Contemplada desde las humildes y oscuras claraboyas de la marginalidad, la ciudad ajena parece un buque sin mar que navega decidido en el asfalto de la poesía de Pulido, quien aterrorizado confiesa: «Es un barco enorme / lo siento pasar / pegado a los edificios”. Ese navío fantasma, eslorado y al garete, es «una masa de silencio / las olas lo golpean en la madrugada” y los perros se asustan tanto como el escritor, quien, al paso del «escualo del odio”, gime, se enrolla, tiembla, tirita de miedo y asombro y se aferra, incrédulo, al único lugar que ofrece una pasajera seguridad: el pasamanos de la escalera de su edificio.

 El poeta registra para la historia de una ciudad en permanente movimiento, el violento pasaje de esa embarcación que hiede – como el mismo odio – a capitán eterno, a sobacos de océano, a descomposición de amores.
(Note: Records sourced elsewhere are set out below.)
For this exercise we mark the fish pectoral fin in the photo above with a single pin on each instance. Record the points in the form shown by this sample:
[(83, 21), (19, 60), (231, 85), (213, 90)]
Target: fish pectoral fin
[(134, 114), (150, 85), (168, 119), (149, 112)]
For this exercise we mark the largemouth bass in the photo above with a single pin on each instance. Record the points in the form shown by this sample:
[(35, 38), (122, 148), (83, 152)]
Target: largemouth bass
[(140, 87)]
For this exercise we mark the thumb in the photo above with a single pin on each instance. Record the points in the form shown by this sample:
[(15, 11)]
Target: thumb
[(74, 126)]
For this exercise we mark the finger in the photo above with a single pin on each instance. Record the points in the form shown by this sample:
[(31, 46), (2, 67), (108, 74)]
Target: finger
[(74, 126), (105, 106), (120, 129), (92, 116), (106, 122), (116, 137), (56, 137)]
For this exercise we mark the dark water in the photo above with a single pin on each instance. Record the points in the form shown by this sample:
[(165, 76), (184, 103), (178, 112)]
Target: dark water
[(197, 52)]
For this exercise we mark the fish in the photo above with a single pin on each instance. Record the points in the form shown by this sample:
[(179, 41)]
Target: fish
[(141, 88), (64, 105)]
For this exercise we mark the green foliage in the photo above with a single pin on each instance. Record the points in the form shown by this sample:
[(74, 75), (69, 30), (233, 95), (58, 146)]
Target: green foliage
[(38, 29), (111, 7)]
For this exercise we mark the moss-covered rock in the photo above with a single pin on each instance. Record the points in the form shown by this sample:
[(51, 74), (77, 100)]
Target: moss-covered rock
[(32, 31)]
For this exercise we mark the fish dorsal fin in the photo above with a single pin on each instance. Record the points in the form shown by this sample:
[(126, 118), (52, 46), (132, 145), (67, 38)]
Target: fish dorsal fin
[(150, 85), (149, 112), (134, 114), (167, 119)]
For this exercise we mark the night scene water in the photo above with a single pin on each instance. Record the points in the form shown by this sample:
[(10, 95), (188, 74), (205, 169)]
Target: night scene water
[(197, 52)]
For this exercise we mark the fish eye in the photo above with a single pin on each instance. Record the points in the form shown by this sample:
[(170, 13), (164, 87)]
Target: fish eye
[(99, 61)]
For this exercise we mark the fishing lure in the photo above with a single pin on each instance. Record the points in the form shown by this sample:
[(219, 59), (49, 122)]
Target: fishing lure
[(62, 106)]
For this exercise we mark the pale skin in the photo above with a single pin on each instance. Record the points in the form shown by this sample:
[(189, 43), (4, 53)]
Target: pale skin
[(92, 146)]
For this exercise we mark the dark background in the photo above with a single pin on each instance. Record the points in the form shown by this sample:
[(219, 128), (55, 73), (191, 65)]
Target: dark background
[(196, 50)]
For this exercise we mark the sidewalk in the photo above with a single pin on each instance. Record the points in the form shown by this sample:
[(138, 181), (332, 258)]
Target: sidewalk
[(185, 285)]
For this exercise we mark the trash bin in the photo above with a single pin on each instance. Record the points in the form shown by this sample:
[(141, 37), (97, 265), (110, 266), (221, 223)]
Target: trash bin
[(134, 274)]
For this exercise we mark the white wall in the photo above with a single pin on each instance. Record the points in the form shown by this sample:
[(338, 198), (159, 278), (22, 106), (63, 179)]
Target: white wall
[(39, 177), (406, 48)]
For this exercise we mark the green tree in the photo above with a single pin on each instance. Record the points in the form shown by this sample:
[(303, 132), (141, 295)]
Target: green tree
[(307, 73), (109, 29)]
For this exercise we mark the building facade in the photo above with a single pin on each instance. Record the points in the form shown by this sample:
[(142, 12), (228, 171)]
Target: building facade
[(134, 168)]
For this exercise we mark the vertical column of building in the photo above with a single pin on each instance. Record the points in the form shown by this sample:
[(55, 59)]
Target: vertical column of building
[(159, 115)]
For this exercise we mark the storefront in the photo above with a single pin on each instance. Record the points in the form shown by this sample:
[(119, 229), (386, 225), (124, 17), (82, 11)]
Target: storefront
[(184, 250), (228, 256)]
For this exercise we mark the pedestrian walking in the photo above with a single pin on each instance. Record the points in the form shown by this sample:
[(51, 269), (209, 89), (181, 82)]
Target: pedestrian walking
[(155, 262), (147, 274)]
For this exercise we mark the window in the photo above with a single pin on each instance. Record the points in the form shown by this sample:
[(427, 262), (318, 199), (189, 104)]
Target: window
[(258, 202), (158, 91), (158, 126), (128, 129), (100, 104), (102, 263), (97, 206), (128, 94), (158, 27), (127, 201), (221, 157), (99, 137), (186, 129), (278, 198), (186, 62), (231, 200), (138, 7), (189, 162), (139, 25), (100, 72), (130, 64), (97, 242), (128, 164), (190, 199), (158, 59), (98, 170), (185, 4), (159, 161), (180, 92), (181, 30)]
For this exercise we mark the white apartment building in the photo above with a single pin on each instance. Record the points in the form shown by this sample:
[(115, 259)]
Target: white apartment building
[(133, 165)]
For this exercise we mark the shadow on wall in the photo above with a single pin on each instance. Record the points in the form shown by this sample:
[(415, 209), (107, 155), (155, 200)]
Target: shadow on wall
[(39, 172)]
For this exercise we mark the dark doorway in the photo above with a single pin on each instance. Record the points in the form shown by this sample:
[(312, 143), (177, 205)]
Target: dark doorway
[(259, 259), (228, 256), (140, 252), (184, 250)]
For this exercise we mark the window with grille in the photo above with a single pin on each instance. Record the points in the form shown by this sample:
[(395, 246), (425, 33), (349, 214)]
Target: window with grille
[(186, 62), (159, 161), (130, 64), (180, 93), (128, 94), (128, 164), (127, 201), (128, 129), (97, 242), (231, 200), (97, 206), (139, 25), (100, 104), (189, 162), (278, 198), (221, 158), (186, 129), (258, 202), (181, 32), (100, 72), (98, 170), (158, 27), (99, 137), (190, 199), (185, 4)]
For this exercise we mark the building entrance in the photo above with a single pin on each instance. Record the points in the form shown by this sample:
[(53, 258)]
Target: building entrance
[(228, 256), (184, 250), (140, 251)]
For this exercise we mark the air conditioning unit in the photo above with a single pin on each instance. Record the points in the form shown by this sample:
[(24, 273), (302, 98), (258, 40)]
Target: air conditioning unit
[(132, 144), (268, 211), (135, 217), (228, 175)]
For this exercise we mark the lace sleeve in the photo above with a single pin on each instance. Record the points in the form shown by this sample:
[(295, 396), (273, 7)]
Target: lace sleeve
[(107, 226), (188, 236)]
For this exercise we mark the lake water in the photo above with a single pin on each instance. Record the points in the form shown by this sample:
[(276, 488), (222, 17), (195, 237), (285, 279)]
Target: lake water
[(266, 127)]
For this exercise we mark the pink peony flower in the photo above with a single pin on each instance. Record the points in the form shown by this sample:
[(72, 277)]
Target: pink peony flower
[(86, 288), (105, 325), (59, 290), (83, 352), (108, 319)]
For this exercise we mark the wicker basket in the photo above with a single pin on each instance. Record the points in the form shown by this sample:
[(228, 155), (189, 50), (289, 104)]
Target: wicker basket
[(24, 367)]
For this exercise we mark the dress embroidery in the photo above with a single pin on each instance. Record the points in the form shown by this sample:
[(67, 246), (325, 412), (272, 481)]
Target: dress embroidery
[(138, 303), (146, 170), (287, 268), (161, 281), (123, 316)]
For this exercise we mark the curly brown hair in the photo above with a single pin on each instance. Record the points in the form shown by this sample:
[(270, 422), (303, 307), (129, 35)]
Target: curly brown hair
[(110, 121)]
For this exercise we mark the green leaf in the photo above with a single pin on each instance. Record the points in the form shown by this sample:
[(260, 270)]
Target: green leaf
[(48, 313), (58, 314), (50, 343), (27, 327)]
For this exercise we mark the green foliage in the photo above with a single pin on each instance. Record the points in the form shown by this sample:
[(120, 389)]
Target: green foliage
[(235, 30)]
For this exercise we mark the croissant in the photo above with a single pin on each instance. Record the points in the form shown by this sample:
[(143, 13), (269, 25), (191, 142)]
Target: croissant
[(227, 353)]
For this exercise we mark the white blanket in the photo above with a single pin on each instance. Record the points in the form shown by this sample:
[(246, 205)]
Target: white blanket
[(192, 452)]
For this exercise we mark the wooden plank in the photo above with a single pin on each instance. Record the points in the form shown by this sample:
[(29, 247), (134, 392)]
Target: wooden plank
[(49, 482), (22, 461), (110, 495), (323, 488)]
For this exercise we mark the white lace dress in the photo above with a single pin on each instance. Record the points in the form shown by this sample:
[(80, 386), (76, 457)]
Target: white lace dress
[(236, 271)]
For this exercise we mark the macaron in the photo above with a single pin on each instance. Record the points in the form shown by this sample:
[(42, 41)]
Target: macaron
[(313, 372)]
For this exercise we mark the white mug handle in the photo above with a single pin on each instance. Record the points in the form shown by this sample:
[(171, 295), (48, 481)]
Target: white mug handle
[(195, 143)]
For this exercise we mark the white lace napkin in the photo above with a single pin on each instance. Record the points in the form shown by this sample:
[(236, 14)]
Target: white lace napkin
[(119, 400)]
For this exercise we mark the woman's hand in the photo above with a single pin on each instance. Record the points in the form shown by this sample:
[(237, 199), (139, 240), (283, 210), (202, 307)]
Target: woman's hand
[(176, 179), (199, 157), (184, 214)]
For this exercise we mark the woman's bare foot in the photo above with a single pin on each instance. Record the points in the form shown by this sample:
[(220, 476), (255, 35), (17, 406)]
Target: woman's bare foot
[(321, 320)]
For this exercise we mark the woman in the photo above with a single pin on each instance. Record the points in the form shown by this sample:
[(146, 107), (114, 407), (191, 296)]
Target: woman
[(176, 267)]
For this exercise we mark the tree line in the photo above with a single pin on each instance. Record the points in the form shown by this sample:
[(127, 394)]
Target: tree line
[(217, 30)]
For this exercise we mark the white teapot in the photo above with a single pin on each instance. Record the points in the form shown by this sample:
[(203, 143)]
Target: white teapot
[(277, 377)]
Luego del amargo tránsito del barco del resentimiento queda «a babor un muerto a estribor un muerto”.

En nombre de todos y cada uno de los jugadores de pelota en la calle, de los oyentes de música a todo volumen, de los enfermos desatendidos en clínicas y hospitales por no tener dinero o insumos médicos, de los sudorosos pasajeros del metro, de los recluidos en la Cárcel Modelo, de los come perros calientes a la hora del almuerzo, de los huelepega de Sabana Grande, de los locos de la Cota Mil, de los empleados sin palto, del personal del aseo urbano, de las domésticas de oficio y por día, de los embolsadores del auto-mercado, de los asesinados de fin de semana, de las mujeres de alquiler, de los sin papeles, de las madres que indagan por sus hijos en morgues y hospitales, Pulido levanta un necesario y preventivo verso de alerta:

“La ciudad exige un perdón y un latigazo”.